Up to yesterday, Changar remained hospitalised at the Eric Williams Medical Sciences Complex in Mount Hope.
According to NGC CNG’s communications manager, Roger Sant preliminary investigations revealed that the “tank did not explode. While there was an incident, the CNG storage tank did not explode.”
Sant also disputed the report initially given to the T&T Guardian by one of Changar’s relatives that the technician, who installed the CNG tank is NGC-approved.

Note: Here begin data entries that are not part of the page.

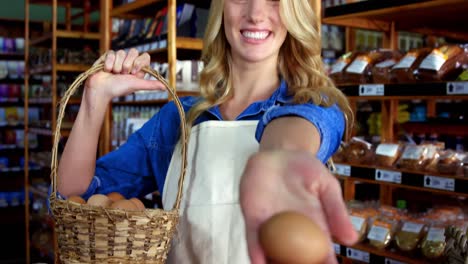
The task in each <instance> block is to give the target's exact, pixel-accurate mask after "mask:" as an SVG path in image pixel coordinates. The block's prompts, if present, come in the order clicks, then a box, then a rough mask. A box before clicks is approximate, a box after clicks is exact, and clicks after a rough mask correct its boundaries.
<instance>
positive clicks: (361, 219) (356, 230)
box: [351, 215, 366, 231]
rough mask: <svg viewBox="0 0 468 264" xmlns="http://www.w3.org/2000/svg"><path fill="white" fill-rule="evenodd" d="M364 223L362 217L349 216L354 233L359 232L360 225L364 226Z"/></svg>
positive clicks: (365, 219)
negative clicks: (354, 231) (353, 228)
mask: <svg viewBox="0 0 468 264" xmlns="http://www.w3.org/2000/svg"><path fill="white" fill-rule="evenodd" d="M364 221H366V219H364V218H362V217H358V216H354V215H352V216H351V223H352V224H353V227H354V230H356V231H360V230H361V228H362V225H363V224H364Z"/></svg>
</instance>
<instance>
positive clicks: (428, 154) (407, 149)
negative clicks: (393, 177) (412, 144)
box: [398, 144, 438, 171]
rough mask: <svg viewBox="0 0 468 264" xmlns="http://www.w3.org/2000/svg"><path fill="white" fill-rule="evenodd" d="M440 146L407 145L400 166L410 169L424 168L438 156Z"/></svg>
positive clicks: (419, 170)
mask: <svg viewBox="0 0 468 264" xmlns="http://www.w3.org/2000/svg"><path fill="white" fill-rule="evenodd" d="M437 150H438V147H437V146H436V145H433V144H421V145H407V146H406V148H405V150H404V151H403V154H402V155H401V158H400V159H399V160H398V167H400V168H404V169H409V170H417V171H418V170H419V171H420V170H423V169H424V168H425V167H426V166H427V165H428V164H429V163H431V161H432V160H433V159H435V158H436V153H437Z"/></svg>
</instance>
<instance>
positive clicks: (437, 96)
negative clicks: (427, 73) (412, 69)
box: [338, 2, 468, 100]
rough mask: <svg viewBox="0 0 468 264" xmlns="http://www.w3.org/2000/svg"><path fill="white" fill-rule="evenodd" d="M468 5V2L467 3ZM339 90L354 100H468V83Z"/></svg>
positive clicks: (417, 83) (344, 89) (345, 85)
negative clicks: (418, 99)
mask: <svg viewBox="0 0 468 264" xmlns="http://www.w3.org/2000/svg"><path fill="white" fill-rule="evenodd" d="M467 3H468V2H467ZM338 88H339V89H340V90H341V91H342V92H343V93H344V94H346V95H347V96H348V97H349V98H352V99H364V98H365V99H369V100H386V99H388V100H390V99H406V100H407V99H411V97H415V96H417V99H424V98H426V99H434V97H437V98H438V99H444V98H446V99H454V100H455V99H462V100H466V99H468V82H438V83H406V84H360V85H340V86H338Z"/></svg>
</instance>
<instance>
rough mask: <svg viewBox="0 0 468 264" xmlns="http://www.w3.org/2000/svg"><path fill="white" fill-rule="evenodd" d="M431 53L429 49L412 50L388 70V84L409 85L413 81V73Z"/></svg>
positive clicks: (414, 80)
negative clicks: (422, 61)
mask: <svg viewBox="0 0 468 264" xmlns="http://www.w3.org/2000/svg"><path fill="white" fill-rule="evenodd" d="M430 52H431V49H430V48H421V49H412V50H410V51H408V53H406V55H405V56H404V57H403V58H402V59H401V60H400V61H399V62H398V63H397V64H395V65H394V66H393V67H392V69H391V70H390V82H392V83H411V82H414V81H415V78H414V76H413V72H414V70H415V69H417V67H418V66H419V64H420V63H421V61H422V60H423V59H424V58H425V57H426V56H427V55H428V54H429V53H430Z"/></svg>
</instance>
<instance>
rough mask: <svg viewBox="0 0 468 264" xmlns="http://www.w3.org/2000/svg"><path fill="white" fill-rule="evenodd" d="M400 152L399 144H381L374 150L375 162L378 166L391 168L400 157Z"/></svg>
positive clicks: (401, 148) (400, 152)
mask: <svg viewBox="0 0 468 264" xmlns="http://www.w3.org/2000/svg"><path fill="white" fill-rule="evenodd" d="M401 152H402V145H401V144H391V143H381V144H379V145H378V146H377V148H376V150H375V162H376V165H378V166H383V167H393V164H394V163H395V162H396V161H397V159H398V158H399V157H400V155H401Z"/></svg>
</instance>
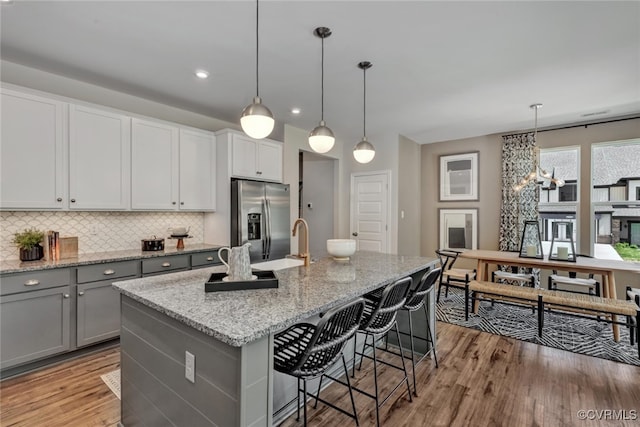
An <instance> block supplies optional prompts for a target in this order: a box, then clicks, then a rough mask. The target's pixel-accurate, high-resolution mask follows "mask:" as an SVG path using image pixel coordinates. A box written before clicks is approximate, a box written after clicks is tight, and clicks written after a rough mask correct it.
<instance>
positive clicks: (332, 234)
mask: <svg viewBox="0 0 640 427" xmlns="http://www.w3.org/2000/svg"><path fill="white" fill-rule="evenodd" d="M302 156H303V157H302V158H303V162H302V182H303V187H302V217H303V218H304V219H305V220H306V221H307V223H308V224H309V234H310V239H309V251H310V252H311V255H312V256H313V257H314V258H316V257H318V256H322V255H324V254H326V252H327V247H326V241H327V239H332V238H333V237H334V218H333V213H334V203H333V199H334V171H335V163H336V162H337V160H334V159H330V158H327V157H324V156H321V155H318V154H313V153H308V152H305V153H303V155H302ZM310 203H311V204H312V207H311V208H309V204H310Z"/></svg>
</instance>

“Please note neither NGC nor NGC CNG or anyone else other than the Ministry of Energy and Energy Industries approves converters,” Sant said.
He added that to become a licensed CNG converter, applicants must go through a rigorous approval process which is solely the purview of the Ministry of Energy and Energy Industries. “Once again, we state the technician is not “NGC-approved,” Sant said.
As the investigations continue into last month’s incident, an independent investigator – the Natural Gas Vehicle Institute, which is a certified CNF Fuel System Inspector, has been brought onboard to assist in the investigations to assess the vehicle’s CNG system.
The investigations are being done by the Ministry of Energy and Energy Industries (MEEI), NGC CNG and Massy Automotive Components Limited (MACL).
On September 21, at about 5 am, Changar was getting ready to leave her home in Munroe Road, to go and pick up her school children passengers. As soon as she opened the door of the van there was a loud explosion which threw her against a wall.
Changar went unconscious for a few minutes and when she regained consciousness she found that her entire body was on fire and her clothes burnt off completely.
Changar had the CNG tank installed in her van on September 18 by a technician.
After installation, Changar had to take it back on September 19 and September 20 to have “final works” done.
Changar had filled up the tank on the night of September 20 before parking it in the garage area of her home.
Changar usually transports pupils of St Augustine Girls’ High School and Lakshmi Girls’ Hindu College.
Changar has been transporting school children for just over six years and had decided to convert her vehicle to CNG after a recommendation by NGC.
In September 2017, NGC CNG Company Limited began to distribute incentives to maxi taxi, taxi, and private school bus owners who have transitioned to CNG.